Reprint Please specify source: http://www.cnblogs.com/fraud/--by fraud
Banana
Piegirl is buying stickers for a project. Stickers come on sheets, and each sheet of stickers contains Exactly n Stickers. Each sticker have exactly one character printed on it, so a sheet of stickers can is described by a string of length < Span class= "Tex-span" > n . Piegirl wants to create a string s using stickers.

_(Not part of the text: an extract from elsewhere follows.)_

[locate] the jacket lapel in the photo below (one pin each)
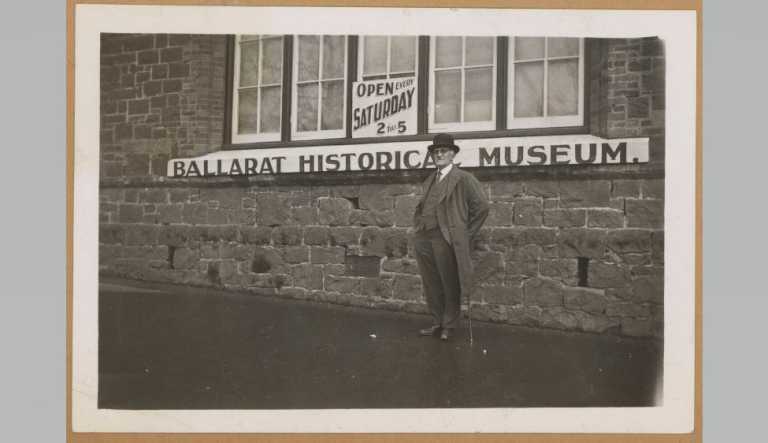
(452, 179)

She may buy as many sheets of stickers as she wants, and could specify any string of Length N for The sheets, but all the sheets must was identical, so the string was the same for all sheets. Once She attains the sheets of stickers, she'll take a some of the stickers from the sheets and arrange (on any order) the M to Form s . Determine the minimum number of sheets she had to buy, and provide a string describing a possible sheet of stickers she sh Ould Buy.
Input
The first line contains string s (1≤| S| ≤1000), consisting of lowercase 中文版 characters only. The second line contains an integer n (1≤ n ≤1000).
Output
On the first line, print the minimum number of sheets piegirl have to buy. On the second line, print a string consisting of n lower case 中文版 characters. This string should describe a sheet of stickers, the piegirl can buy in order to minimize the number of sheets. If Piegirl cannot possibly form the string s, print instead a single line with the number-1.
Sample Test (s) input
Banana
4
Output
2
Baan
Input
Banana
3
Output
3
Nab
Input
Banana
2
Output
-1
Note
In the second example, Piegirl can order 3 sheets of stickers with the characters "NAB". She can take characters 'nab ' from the first sheet, 'na ' from the second, and 'a ' from the third, and arrange them to from "Banana".
Analysis: Greedy, first Take all the letters, each time priority to go to the current required maximum number of blocks of letters.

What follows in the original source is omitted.